Babatunde Ahmed, who runs a car rental at Kazuma Street, also complains about the rising cost of living in Apapa. “In the good old days, I made about N15, 000 daily. Nowadays, I could spend an average of four hours in the traffic and still not get a single customer. How will I feed my family?  And the stress too can cause someone sickness.”

Ahmed had watched with unease his source of livelihood dwindling over the years, his resources drying up due to the gridlock that builds up perennially along the Apapa axis. “But for Okada riders, it is really not easy entering into our place of work,” he reiterates.

While Chinwere Okoh is not a resident, she nonetheless shares in the daily suffering of Apapa where her phone shop is located. “You can’t even see a car or bus except you take a bike,” she says of her daily journey from her house in Festac. What that means is a skyrocketing daily transport expenditure.

That, coupled with of low-level patronage: “Business is not as brisk as it used to be because people cannot come into Apapa, therefore, the number of customers that patronized me has fallen drastically in the past few months.”

With no other means of survival, she is trusting God that things will change. Otherwise, the writing on the wall is clear: her business is living on borrowed time.

In the case of Showemimo Azeez who has been working for 25 years at the port neighbourhood as a clearing and forwarding agent he has reached the brink of endurance. All this while, he has been shuttling between his workplace at No. 47 Calcrick Street and his home in Sango, a far-flung suburb close to Ogun State.

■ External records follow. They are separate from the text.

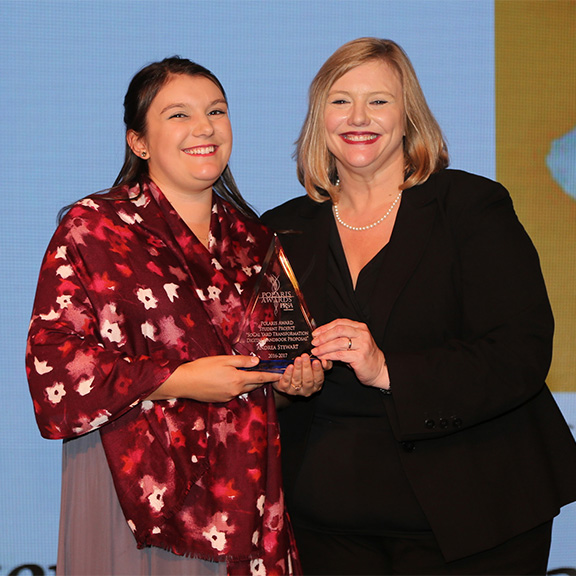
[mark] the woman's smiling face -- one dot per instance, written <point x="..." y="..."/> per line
<point x="188" y="137"/>
<point x="364" y="119"/>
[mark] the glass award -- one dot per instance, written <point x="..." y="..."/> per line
<point x="277" y="326"/>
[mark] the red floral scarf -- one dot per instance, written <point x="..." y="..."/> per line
<point x="138" y="296"/>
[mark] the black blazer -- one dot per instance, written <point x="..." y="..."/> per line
<point x="466" y="327"/>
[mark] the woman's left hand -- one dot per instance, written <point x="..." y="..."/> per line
<point x="302" y="378"/>
<point x="352" y="343"/>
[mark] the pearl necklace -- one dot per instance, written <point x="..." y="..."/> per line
<point x="360" y="228"/>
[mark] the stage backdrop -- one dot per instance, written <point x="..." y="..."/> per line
<point x="64" y="69"/>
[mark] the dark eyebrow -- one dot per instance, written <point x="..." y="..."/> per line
<point x="183" y="105"/>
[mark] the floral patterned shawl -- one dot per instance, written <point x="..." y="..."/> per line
<point x="126" y="294"/>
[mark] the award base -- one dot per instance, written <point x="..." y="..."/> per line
<point x="277" y="326"/>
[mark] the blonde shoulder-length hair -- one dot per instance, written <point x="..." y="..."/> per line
<point x="425" y="149"/>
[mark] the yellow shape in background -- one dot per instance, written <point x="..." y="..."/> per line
<point x="536" y="104"/>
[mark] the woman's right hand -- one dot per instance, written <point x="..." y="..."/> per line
<point x="213" y="379"/>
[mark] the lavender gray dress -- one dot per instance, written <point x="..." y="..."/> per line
<point x="95" y="539"/>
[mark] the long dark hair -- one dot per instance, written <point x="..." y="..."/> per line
<point x="141" y="92"/>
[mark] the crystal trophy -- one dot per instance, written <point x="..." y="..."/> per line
<point x="277" y="326"/>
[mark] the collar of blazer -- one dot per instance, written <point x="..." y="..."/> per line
<point x="307" y="250"/>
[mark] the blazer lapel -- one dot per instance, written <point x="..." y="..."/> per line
<point x="412" y="229"/>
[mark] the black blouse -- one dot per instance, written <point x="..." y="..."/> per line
<point x="359" y="483"/>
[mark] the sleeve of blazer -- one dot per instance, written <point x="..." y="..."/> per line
<point x="498" y="357"/>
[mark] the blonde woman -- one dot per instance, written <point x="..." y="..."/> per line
<point x="435" y="446"/>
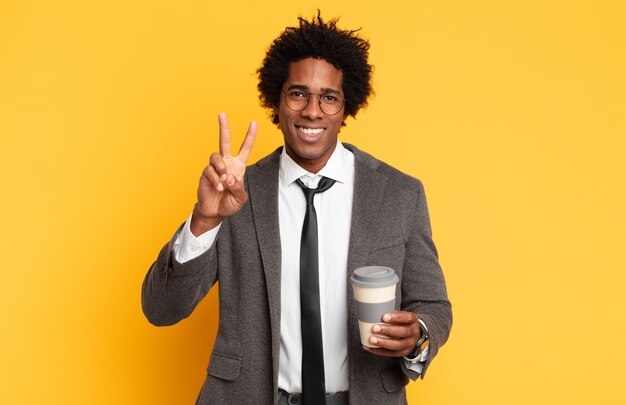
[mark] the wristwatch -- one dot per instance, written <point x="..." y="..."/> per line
<point x="421" y="344"/>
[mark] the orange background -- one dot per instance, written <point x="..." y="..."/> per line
<point x="512" y="113"/>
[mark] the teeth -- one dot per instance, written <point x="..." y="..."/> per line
<point x="311" y="131"/>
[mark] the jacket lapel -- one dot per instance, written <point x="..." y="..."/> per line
<point x="262" y="183"/>
<point x="365" y="208"/>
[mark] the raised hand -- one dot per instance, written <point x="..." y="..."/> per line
<point x="221" y="191"/>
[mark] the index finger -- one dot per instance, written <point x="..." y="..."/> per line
<point x="224" y="135"/>
<point x="248" y="142"/>
<point x="403" y="317"/>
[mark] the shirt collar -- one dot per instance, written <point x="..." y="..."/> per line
<point x="339" y="167"/>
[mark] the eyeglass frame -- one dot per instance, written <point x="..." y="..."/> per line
<point x="343" y="100"/>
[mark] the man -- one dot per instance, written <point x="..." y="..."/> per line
<point x="288" y="330"/>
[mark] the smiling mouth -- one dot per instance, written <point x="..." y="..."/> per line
<point x="310" y="131"/>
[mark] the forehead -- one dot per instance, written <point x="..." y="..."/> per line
<point x="315" y="75"/>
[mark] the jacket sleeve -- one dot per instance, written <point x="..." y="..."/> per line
<point x="423" y="285"/>
<point x="171" y="290"/>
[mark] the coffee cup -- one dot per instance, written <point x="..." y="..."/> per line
<point x="375" y="294"/>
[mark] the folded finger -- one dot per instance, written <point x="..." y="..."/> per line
<point x="211" y="175"/>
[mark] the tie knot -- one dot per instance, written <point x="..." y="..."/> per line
<point x="324" y="184"/>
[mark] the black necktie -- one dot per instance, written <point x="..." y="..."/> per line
<point x="313" y="380"/>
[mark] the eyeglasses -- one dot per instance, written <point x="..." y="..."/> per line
<point x="298" y="100"/>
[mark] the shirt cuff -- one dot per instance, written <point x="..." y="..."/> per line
<point x="415" y="363"/>
<point x="187" y="247"/>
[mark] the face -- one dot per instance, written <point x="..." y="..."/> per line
<point x="311" y="135"/>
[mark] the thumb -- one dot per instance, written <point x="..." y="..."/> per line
<point x="236" y="188"/>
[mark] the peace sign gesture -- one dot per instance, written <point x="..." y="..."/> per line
<point x="221" y="192"/>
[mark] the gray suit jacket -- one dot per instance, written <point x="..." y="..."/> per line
<point x="390" y="227"/>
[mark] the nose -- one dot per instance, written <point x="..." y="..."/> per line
<point x="313" y="109"/>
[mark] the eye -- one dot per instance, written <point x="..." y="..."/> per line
<point x="297" y="94"/>
<point x="329" y="98"/>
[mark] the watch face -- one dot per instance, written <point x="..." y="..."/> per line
<point x="423" y="345"/>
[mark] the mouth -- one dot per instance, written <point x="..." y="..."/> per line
<point x="310" y="131"/>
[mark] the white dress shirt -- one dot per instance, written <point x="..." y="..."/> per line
<point x="334" y="214"/>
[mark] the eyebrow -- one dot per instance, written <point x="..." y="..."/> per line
<point x="325" y="90"/>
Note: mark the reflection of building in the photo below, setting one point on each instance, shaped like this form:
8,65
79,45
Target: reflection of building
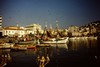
13,31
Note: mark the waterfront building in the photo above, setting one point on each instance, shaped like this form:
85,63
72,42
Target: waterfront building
74,30
13,31
32,28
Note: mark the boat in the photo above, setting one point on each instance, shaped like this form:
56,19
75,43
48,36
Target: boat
43,45
59,41
6,45
19,48
31,47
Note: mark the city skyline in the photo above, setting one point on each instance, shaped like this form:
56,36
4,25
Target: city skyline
66,12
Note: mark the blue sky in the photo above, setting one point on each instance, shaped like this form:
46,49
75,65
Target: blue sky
67,12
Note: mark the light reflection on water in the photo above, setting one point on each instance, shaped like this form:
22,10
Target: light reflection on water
77,52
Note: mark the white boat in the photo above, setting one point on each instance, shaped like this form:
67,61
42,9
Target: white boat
19,48
61,40
6,45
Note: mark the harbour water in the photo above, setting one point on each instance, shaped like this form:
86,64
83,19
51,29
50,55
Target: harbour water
76,53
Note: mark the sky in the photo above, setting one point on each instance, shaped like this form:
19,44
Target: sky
46,12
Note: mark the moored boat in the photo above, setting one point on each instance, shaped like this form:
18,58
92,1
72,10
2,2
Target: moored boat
19,48
6,45
61,40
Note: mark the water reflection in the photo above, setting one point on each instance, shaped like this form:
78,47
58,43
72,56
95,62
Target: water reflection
4,57
76,44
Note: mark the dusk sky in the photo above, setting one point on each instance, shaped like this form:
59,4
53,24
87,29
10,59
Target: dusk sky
66,12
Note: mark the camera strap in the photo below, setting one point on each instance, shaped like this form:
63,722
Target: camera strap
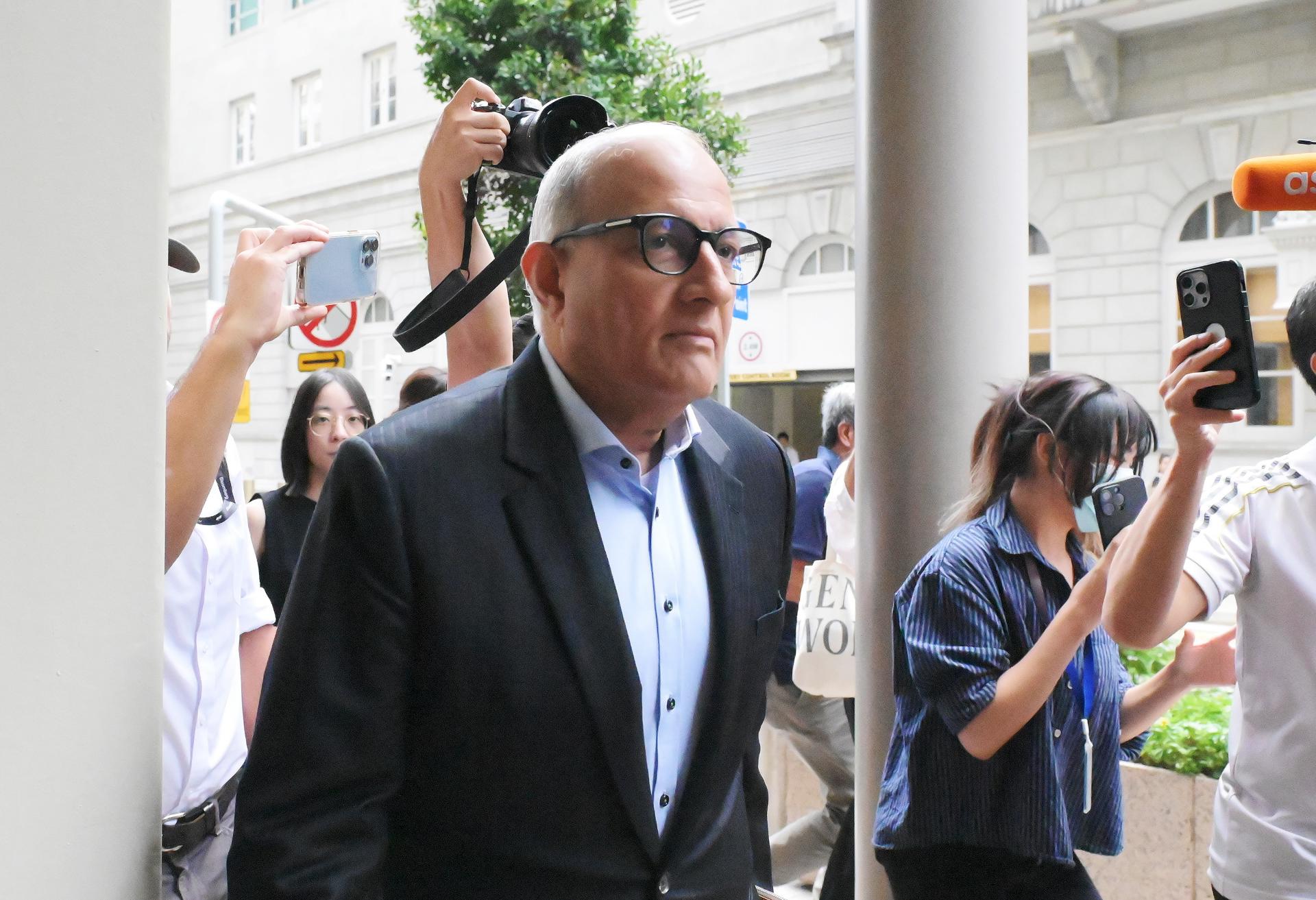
459,294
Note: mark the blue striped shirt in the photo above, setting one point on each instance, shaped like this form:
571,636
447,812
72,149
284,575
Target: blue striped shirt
964,616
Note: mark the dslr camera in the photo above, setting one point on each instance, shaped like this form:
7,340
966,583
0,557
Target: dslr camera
543,132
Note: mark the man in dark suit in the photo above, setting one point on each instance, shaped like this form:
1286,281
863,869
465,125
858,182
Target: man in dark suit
526,649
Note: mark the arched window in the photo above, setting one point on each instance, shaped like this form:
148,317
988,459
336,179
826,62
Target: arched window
1040,274
378,310
1220,217
832,258
1219,229
1037,245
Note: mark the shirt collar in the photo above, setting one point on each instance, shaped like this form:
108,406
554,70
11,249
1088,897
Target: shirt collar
1304,459
1014,539
592,435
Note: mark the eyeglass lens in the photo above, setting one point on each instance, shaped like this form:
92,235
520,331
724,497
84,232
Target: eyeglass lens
323,423
672,246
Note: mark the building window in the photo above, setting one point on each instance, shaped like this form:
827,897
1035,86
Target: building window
1038,328
378,310
244,15
1037,245
1221,217
243,116
829,260
380,87
306,100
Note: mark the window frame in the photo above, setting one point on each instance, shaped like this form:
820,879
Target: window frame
313,82
236,132
1252,252
236,15
387,101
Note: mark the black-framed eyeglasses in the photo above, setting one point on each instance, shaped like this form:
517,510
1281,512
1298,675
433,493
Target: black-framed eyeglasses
353,424
228,500
670,244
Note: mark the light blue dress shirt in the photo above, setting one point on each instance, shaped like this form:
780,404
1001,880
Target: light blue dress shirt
658,569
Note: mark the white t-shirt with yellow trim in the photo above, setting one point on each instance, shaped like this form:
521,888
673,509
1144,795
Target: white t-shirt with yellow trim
1256,539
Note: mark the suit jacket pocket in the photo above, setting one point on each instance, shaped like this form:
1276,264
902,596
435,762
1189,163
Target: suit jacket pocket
770,622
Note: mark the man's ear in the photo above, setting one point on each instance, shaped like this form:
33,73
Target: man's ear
544,277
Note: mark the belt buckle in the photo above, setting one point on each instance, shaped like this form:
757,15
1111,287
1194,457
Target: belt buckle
208,811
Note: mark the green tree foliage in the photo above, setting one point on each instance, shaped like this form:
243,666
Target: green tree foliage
1193,738
546,49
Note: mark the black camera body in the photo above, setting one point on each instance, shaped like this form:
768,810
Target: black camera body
543,132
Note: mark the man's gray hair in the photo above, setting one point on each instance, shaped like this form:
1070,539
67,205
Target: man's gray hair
557,206
838,407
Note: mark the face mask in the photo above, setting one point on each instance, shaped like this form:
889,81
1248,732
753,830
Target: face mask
1085,513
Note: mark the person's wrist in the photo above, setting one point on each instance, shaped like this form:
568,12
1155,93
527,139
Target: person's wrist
233,337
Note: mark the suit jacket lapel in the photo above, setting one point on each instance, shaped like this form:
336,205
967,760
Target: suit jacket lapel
716,503
553,520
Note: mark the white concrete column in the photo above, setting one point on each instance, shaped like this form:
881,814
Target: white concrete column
82,443
941,312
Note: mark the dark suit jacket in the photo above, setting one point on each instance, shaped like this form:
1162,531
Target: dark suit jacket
452,707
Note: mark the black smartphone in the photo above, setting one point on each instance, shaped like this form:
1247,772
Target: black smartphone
1118,504
1214,297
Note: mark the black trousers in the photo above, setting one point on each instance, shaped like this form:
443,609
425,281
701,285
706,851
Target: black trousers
979,874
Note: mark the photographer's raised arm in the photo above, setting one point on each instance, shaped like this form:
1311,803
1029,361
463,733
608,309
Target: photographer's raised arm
1149,596
200,411
463,140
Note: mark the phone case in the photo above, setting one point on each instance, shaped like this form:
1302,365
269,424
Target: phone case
1214,297
346,267
1118,504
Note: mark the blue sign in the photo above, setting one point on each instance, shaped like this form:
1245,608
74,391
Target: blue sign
740,307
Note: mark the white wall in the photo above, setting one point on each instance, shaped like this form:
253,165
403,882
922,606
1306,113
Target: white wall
82,173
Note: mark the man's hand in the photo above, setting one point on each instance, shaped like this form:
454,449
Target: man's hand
1195,428
254,312
1206,664
462,140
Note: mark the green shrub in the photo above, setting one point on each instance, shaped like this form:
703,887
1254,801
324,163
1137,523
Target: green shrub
1193,738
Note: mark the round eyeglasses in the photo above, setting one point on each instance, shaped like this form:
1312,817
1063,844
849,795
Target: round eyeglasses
321,424
670,245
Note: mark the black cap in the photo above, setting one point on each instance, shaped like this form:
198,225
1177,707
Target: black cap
182,258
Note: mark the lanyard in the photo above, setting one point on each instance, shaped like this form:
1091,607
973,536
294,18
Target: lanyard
1082,679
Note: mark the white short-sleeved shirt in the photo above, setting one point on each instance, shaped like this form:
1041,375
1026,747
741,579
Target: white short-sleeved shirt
212,596
1256,539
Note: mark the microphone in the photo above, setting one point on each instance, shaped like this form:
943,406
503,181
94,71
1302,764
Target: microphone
1277,183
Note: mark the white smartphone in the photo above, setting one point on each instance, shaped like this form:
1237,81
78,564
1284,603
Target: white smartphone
346,267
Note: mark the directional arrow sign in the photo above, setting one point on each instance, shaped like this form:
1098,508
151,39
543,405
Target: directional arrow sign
310,362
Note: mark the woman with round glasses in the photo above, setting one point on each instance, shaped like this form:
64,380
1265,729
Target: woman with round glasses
329,407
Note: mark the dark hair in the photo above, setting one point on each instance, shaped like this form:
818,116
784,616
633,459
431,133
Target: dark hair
422,385
523,332
294,454
1090,419
1300,323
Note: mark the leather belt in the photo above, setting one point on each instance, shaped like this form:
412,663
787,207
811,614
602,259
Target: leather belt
182,834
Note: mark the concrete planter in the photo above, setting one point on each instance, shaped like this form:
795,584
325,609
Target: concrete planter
1167,836
1167,824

“Apapa is hell,” he begins, “with the situation we have now, no normal human being can live and survive here for five to 10 years except by the grace of God.”

He goes further: “It’s not easy spending N4,000 daily on transportation from Sango to Apapa, and manouvering dangerously among tankers, all in the name of survival.”

As bleak as the situation portends, Azeez can see light at the ends of the tunnel. He is optimistic that the Leventis-Wharf Gate Road currently under construction, once completed, will bring relief to the denizens of the Apapa conurbation.